This entry in response to the episode The Wedding Bride.

Movie Review: The Wedding Bride (2010)[]

May 17, 2010

When At First You Don’t Succeed

By BARNEY STINSON

When we first meet Jed Mosely, the vile antagonist in “The Wedding Bride,” he’s in his dimly lit office holding a peppermint latte and berating a nearby assistant. He rips a huge fart and then spills the latte all over his lap. It’s hilarious. But it’s also heartbreaking. Because it is this force – the force of Jed’s fart – that we know our protagonist will be up against.

Tony Grafanello’s brilliant debut drama is a brutally honest portrayal of one man’s journey to win back the woman he loves. That man, Tony (played by a pitch-perfect Jason Lewis) must battle the odds and his own regret, in an attempt to stop Stella (an emotive and bosomy Malin Akerman) from marrying lothario architect Jed (Chris Kattan in his finest hour).

As most love stories are, “The Wedding Bride” is simple. Yet a subterranean complexity exists, derived not from any convenient plot devices but from the intricate characters borne out of Mr. Grafanello’s pen. He is a master craftsman: delicate and compassionate, a keen observer of the human condition.
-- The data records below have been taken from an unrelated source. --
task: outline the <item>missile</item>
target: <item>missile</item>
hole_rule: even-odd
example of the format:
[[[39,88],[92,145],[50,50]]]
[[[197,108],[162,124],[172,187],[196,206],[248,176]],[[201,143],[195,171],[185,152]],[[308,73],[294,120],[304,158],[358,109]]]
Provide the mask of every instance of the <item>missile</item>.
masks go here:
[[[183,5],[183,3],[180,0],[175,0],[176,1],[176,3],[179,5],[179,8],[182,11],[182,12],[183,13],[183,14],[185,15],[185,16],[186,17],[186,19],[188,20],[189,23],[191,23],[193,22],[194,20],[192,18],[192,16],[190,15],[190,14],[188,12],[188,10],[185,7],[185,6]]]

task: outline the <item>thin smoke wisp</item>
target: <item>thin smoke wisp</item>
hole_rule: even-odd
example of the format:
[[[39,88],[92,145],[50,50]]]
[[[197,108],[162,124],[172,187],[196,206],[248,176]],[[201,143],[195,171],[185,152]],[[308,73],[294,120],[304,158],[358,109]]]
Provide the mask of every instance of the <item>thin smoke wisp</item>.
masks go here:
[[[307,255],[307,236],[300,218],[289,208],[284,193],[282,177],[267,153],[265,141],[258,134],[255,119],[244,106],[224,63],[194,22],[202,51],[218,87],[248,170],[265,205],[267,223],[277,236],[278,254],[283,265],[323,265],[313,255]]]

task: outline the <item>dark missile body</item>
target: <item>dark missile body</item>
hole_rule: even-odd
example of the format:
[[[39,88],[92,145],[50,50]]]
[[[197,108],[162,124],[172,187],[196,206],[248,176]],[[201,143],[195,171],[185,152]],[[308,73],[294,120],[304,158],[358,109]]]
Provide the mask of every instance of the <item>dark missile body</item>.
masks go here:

For example, in the 84-minute strip club scene, we watch Jed take a dollar bill from his wallet not once, not twice, but fifty-six times. And in each of these fifty-six little moments, we feel the pain of the dancers, the hurt of the bartenders, and the longing of the disc jockey.

The entire cast is solid, but it is Mr. Kattan who steals the show. He turns in what is sure to be an Oscar-nominated performance as the biggest douchebag cinema has ever known. At a breezy 200 minutes, “The Wedding Bride” is not to be missed. It rips out your heart and punches you directly in the balls with it.

“Let me make you my wedding bride,” Tony begs Stella near the end of the film, tears streaming down his face. And in the end, you want her to say yes.

“The Wedding Bride” is rated R for adult language, frank depictions of emotional and physical violence, and extremely long sequences of full-frontal male nudity.

Opens on Friday in New York, Los Angeles and Corpus Christi Starring Chris Kattan, Jason Lewis, Malin Akerman, and Matt Blitz. Written and Directed by Tony Grafanello.

Notes and Trivia[]

Matt Blitz is later named in the episode "Blitzgiving" as the original Blitz, who is "cursed" to miss out on cool stuff. Matt Blitz left Wesleyan University the year before it went co-ed, earning him the title.